Wat betekent die snelle raming eigenlijk?

Een snelle raming is, zoals de naam al suggereert, een eerste schatting. Het CBS baseert zich op gegevens die al beschikbaar zijn, maar het beeld is nog niet compleet. De definitieve cijfers verschijnen pas op 9 september. Soms wijken die niet veel af, soms blijkt er achteraf toch een subtiel verschil te zitten. Vergelijk het met het eerste weerbericht van de dag: vaak klopt het wel, maar soms gooit een onverwachte bui de planning alsnog in de war.

"Grafiek CPI jaarmutatie productgroepen augustus 2025: diensten en voedingsmiddelen grootste stijgers, energie en industriële goederen lager."
Foto: CBS

In die voorlopige berekening zien we dus dat de inflatie op jaarbasis 2,8 procent bedraagt. Dat wil zeggen: de gemiddelde prijzen in augustus lagen 2,8 procent hoger dan in augustus 2024. En wie zijn boodschappenkar deze zomer heeft gevuld, zal dat in zekere zin herkennen. Een pak koffie is nog altijd duurder dan twee jaar geleden, al lijkt de scherpe prijsstijging van vorig jaar iets te zijn afgevlakt.

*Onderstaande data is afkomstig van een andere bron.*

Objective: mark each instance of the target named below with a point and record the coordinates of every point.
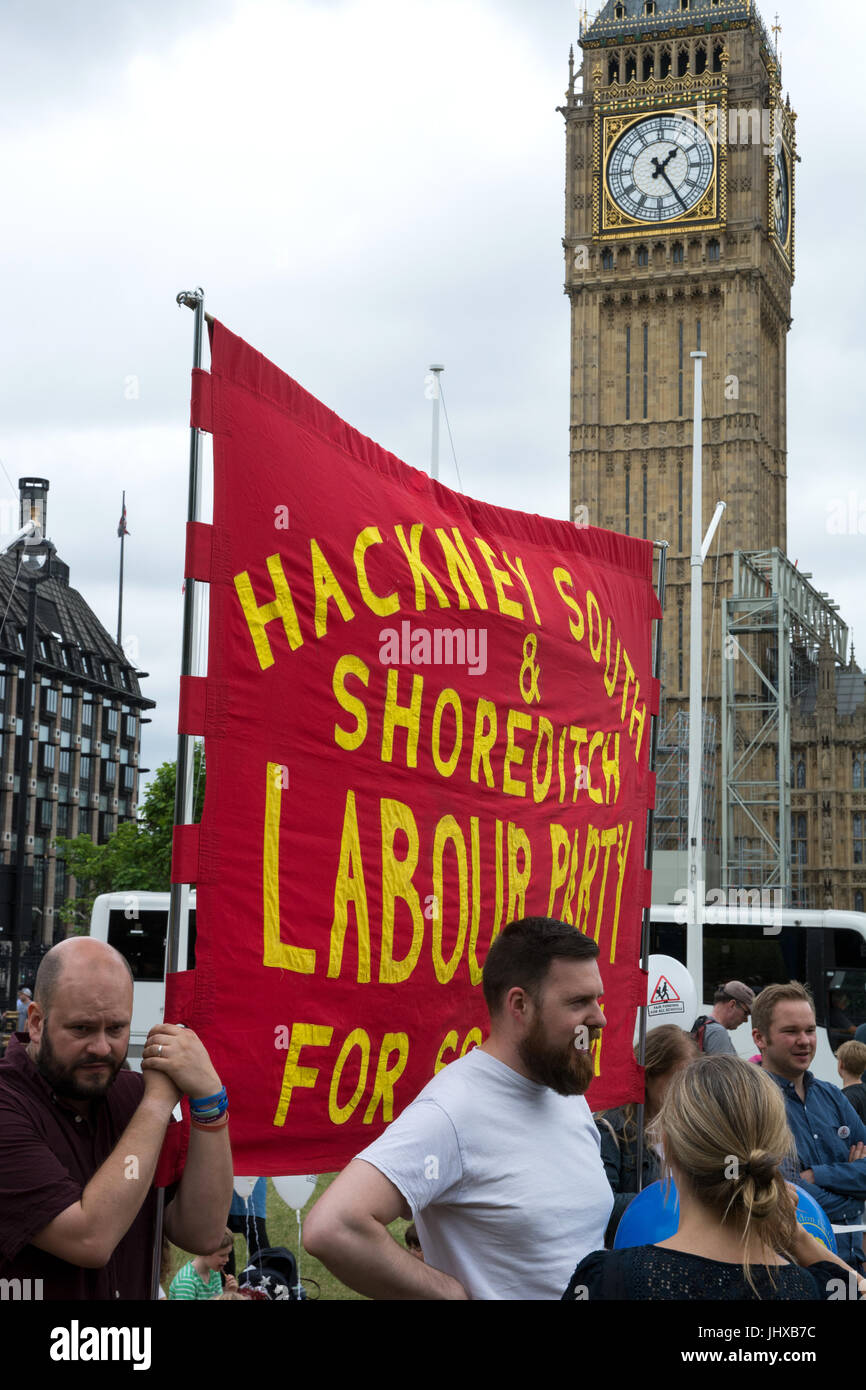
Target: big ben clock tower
(680, 238)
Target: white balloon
(670, 994)
(296, 1191)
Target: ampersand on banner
(530, 670)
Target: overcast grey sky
(362, 186)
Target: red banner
(424, 717)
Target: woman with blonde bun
(724, 1136)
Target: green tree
(136, 856)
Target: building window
(799, 843)
(645, 369)
(627, 374)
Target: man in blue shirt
(829, 1134)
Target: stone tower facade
(680, 238)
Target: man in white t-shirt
(496, 1161)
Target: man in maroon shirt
(79, 1137)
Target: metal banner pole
(651, 816)
(178, 905)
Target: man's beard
(71, 1082)
(566, 1072)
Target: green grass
(282, 1230)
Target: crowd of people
(515, 1190)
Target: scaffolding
(672, 783)
(772, 628)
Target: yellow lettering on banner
(339, 1114)
(303, 1034)
(445, 766)
(449, 1044)
(594, 626)
(388, 1076)
(448, 830)
(610, 684)
(570, 890)
(502, 580)
(519, 881)
(610, 767)
(516, 567)
(640, 717)
(609, 838)
(325, 585)
(350, 666)
(559, 861)
(349, 887)
(581, 913)
(474, 969)
(420, 573)
(460, 566)
(259, 615)
(484, 740)
(545, 730)
(277, 952)
(622, 855)
(517, 719)
(578, 737)
(594, 792)
(382, 605)
(402, 716)
(398, 886)
(562, 578)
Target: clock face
(781, 200)
(660, 167)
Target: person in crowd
(840, 1027)
(667, 1050)
(79, 1136)
(851, 1065)
(22, 1004)
(200, 1278)
(731, 1007)
(246, 1216)
(413, 1244)
(496, 1161)
(829, 1134)
(724, 1136)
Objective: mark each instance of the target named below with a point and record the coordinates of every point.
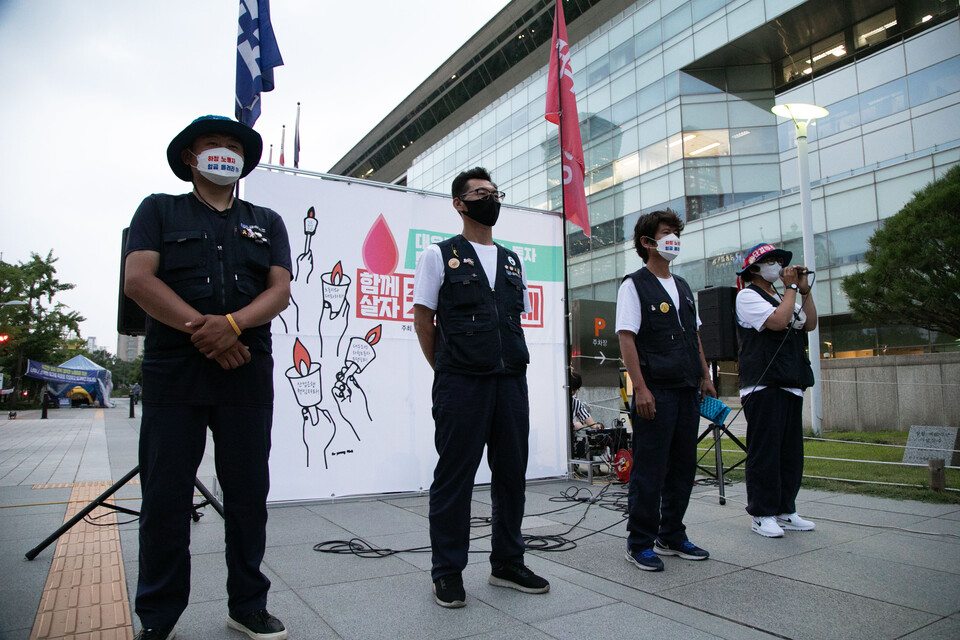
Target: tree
(913, 264)
(39, 328)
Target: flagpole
(566, 279)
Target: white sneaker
(767, 527)
(793, 522)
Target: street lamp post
(802, 114)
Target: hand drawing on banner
(302, 269)
(336, 286)
(304, 378)
(360, 353)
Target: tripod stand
(717, 472)
(100, 502)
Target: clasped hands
(215, 338)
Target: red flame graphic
(373, 336)
(380, 253)
(301, 358)
(337, 274)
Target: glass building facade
(674, 99)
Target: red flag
(296, 141)
(562, 110)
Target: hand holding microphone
(797, 275)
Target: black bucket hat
(250, 139)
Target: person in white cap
(774, 371)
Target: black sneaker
(517, 576)
(259, 625)
(156, 633)
(645, 559)
(448, 591)
(687, 550)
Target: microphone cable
(574, 496)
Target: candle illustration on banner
(335, 286)
(304, 377)
(360, 353)
(309, 228)
(380, 253)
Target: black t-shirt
(174, 371)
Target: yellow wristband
(233, 324)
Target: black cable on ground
(574, 496)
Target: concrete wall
(890, 392)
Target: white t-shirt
(628, 304)
(430, 274)
(752, 313)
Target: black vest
(788, 367)
(668, 347)
(216, 264)
(478, 328)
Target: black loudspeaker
(131, 319)
(718, 315)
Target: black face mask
(485, 211)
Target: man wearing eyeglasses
(476, 290)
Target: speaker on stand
(718, 335)
(718, 315)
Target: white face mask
(220, 166)
(668, 246)
(770, 271)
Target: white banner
(352, 407)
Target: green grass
(849, 467)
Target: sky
(94, 91)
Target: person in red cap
(774, 371)
(211, 271)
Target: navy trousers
(774, 466)
(471, 412)
(172, 440)
(664, 466)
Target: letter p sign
(598, 324)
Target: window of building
(706, 143)
(843, 115)
(934, 82)
(847, 246)
(876, 29)
(883, 101)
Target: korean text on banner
(562, 110)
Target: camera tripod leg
(719, 453)
(99, 501)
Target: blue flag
(257, 55)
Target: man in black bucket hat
(211, 271)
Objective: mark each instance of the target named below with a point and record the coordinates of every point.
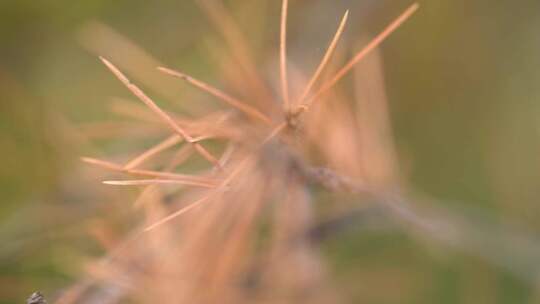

Prijsstijging van maand op maand

Kijk je niet naar een jaar, maar gewoon van juli naar augustus, dan stegen de prijzen gemiddeld met 0,2 procent. Dat klinkt klein – een tiende hier, een paar cent daar – maar wie goed oplet, merkt dat bepaalde producten ineens opvallend meer kosten. En dan speelt het seizoen ook nog een rol.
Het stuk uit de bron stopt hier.